Let teachers control training, classroom $
Choice is good for teachers too, argues Mike Goldstein, founder and former CEO of Match Education in Boston, and former Chief Academic Officer of Bridge International Academies. Mike’s subbing for Rick Hess in Education Week.
As it is with charter schools, teacher accountability should be linked to flexibility, he wrote six years ago. He proposed letting teachers control “100 percent of his/her share of the professional development budget.”
In some districts, we’re talking about $4,000 per teacher per year. Why not let each teacher control it? He can hire a coach. He can attend a conference, take an online course, visit other schools. He can pay another teacher in the same school for help. He can pool his $4,000 with other teachers—15 teachers could combine to hire one $60,000 per year full-timer. He could “bank” the $4,000 for another year—i.e., spend nothing for two years, then $12,000 on a PD experience in the third year.
No one type of professional development helps teachers improve, Goldstein writes. Furthermore, teachers will “tune out” one-size-fits-all training they see as irrelevant.
Goldstein helped New Schools for New Orleans experiment with “Permission-Based Teacher Coaching,” which was a qualified success, according to a Brown study.

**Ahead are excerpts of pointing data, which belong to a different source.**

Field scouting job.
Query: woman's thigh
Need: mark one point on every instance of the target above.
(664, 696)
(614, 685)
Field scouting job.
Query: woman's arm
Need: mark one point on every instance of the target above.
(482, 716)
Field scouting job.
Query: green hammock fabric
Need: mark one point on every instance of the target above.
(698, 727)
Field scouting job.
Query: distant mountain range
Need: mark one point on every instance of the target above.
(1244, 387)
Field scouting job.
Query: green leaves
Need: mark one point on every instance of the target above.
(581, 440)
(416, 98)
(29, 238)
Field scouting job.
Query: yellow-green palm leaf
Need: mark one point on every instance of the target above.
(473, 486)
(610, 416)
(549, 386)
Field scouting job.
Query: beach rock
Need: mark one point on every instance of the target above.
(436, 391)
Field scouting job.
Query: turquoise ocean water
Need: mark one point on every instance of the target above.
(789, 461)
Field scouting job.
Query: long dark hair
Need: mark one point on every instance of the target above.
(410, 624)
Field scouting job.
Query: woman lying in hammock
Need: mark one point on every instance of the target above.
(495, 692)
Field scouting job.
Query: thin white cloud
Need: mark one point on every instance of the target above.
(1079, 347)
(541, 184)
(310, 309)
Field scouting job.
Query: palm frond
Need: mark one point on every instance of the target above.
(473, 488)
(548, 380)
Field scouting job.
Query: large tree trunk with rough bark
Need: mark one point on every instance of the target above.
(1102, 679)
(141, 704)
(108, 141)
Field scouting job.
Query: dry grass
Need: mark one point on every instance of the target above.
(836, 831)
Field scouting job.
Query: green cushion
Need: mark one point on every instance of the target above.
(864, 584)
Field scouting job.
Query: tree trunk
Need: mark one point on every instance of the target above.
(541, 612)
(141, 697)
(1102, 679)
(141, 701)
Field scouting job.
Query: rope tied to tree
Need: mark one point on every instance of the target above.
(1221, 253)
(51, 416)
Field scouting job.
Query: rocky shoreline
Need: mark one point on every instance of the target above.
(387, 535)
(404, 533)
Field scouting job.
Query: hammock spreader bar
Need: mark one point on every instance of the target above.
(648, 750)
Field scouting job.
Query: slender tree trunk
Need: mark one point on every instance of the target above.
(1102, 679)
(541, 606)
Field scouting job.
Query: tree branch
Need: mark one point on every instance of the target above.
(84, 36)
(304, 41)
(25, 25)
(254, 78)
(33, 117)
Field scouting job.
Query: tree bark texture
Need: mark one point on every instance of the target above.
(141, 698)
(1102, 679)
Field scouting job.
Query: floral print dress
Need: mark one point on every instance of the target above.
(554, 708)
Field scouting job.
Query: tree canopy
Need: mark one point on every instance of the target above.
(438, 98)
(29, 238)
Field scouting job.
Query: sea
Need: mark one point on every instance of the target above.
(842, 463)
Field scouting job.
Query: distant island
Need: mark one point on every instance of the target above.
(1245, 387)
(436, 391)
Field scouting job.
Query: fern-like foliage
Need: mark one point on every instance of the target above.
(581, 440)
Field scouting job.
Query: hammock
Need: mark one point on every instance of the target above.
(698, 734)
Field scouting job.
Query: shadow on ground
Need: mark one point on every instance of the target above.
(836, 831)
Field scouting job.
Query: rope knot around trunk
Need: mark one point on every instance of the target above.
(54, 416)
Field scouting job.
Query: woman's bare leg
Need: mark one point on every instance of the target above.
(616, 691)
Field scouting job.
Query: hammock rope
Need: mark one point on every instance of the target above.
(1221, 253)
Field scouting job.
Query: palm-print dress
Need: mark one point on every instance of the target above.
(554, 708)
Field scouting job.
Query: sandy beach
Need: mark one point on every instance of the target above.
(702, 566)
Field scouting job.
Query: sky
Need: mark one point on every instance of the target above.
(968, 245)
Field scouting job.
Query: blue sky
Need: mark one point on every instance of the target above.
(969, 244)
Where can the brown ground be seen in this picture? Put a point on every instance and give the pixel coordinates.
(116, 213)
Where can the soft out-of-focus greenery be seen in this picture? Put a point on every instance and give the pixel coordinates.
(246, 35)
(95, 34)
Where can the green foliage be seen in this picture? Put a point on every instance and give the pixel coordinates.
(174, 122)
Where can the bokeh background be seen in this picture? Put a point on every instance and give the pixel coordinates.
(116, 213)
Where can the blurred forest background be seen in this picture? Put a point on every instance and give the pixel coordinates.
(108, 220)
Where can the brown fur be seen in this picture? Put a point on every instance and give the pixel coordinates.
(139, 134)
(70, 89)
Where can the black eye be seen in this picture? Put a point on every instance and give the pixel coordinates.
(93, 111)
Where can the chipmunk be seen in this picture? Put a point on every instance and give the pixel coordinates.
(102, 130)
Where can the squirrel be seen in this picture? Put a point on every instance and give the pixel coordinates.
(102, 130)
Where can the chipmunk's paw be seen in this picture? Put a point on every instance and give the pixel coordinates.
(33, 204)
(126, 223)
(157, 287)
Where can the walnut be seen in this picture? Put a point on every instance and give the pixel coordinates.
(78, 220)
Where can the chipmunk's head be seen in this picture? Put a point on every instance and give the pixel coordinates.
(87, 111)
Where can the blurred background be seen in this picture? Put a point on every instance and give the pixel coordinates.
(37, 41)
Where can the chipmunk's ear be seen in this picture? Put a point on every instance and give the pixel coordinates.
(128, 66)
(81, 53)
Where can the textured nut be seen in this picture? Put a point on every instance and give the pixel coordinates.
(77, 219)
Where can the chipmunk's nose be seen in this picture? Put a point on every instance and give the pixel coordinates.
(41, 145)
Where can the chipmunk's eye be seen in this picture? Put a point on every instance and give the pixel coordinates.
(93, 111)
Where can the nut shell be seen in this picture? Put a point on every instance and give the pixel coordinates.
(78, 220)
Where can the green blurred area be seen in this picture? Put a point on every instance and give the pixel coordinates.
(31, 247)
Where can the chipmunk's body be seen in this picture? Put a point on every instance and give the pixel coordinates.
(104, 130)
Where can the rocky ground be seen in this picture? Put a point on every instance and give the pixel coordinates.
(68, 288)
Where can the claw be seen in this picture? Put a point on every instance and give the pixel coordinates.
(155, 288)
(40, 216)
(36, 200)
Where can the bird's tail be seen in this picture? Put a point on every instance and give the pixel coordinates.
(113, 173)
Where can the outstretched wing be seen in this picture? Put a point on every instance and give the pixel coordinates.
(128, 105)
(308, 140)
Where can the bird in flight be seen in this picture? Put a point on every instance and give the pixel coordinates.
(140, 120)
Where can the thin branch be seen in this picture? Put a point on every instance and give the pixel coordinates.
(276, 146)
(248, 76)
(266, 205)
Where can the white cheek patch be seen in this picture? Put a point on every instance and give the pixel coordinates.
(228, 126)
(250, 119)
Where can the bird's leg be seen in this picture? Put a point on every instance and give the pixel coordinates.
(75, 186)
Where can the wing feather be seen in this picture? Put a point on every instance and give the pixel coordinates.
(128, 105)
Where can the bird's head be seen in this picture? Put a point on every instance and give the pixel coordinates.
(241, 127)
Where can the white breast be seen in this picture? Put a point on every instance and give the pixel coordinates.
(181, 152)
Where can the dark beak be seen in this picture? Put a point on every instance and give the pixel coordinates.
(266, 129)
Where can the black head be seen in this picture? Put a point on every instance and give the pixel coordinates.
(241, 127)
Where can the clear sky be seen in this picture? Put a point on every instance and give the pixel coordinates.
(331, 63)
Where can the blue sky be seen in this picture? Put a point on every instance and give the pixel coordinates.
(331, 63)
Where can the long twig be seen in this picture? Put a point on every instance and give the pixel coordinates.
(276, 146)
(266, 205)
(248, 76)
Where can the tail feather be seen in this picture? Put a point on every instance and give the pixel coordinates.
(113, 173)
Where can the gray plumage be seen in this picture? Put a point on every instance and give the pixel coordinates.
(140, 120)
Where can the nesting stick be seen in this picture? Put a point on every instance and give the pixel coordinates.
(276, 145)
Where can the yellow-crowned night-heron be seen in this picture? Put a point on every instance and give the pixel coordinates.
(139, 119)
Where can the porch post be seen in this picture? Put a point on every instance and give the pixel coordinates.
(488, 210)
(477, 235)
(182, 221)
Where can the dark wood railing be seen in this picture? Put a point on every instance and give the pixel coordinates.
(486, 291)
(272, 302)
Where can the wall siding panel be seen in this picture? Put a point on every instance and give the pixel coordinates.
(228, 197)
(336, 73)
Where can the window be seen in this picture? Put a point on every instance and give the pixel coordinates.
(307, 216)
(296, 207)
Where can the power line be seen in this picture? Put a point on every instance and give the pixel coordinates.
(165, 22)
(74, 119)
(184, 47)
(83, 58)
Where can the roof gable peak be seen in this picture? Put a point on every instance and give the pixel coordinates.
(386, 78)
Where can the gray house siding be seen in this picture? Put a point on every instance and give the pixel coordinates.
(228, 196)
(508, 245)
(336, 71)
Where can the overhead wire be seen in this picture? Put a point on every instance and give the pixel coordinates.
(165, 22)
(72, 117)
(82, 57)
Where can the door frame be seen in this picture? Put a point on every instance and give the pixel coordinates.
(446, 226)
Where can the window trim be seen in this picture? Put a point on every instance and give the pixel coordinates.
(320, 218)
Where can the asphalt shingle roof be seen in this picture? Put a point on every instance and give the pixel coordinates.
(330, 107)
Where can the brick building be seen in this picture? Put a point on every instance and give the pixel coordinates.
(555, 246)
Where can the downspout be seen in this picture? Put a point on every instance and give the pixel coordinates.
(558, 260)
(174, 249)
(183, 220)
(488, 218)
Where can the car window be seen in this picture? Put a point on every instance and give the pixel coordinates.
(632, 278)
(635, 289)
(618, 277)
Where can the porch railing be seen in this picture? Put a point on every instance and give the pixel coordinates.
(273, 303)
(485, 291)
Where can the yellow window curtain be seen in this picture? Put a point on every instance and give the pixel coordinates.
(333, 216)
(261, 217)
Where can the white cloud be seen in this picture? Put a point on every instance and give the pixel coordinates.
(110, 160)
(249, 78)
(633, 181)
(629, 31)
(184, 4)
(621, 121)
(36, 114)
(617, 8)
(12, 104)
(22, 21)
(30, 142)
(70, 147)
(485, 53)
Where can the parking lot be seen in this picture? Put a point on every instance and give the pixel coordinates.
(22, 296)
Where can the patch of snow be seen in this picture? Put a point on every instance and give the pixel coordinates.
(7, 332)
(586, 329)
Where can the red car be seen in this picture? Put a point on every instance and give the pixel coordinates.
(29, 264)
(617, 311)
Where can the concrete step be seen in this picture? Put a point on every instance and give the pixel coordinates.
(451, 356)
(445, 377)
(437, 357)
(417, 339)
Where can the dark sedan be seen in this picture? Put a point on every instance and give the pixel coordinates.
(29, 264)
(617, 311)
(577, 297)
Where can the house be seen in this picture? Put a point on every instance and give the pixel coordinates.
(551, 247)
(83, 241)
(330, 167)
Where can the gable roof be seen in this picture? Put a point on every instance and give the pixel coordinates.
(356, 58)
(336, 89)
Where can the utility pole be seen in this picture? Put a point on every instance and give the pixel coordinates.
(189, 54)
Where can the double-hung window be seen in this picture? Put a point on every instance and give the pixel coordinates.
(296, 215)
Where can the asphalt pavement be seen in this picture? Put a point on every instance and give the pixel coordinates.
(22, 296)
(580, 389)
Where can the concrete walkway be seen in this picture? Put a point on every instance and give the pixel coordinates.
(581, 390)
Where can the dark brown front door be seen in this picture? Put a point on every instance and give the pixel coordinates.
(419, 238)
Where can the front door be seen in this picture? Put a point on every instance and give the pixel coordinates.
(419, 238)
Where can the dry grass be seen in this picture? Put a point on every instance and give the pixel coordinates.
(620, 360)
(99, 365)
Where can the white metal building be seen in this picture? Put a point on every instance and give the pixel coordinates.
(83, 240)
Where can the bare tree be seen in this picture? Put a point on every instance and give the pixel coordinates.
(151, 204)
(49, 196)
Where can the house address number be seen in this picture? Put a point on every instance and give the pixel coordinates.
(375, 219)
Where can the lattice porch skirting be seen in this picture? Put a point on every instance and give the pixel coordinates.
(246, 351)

Particularly promising was that “coached teachers scored 0.59 standard deviations higher on an index of effective teaching practices comprised of observation scores, principal evaluations, and student surveys.” One of the interesting bumps, however, was that while we tried to emphasize true teacher permission, school leaders kept wanting to assign teachers to the coaching.
Goldstein dreams of going further, giving teachers the cash to pay for “curriculum, computers and software, and supplies.” That could give teachers $10,000 or more per year for classroom-level buying.
What would be lost in economies of scale would be gained in teacher buy-in, he believes. In addition, “enterprises would spring up to serve decision-making teachers well (like Teachers Pay Teachers, Class Dojo, and others who already do this), instead of a few big companies trying to kiss up to superintendents and commissioners in order to win the giant orders.”
A new Senate tax plan would double the deduction teachers could take for spending on school supplies.
“The bill’s changes would allow teachers to deduct $500 from their taxable income for purchases they make out of pocket for their classrooms, from pencils to software,” reports Education Week. “Current law allows individual teachers to take a $250 deduction for those purchases.”
However, the House GOP tax bill would eliminate the deduction.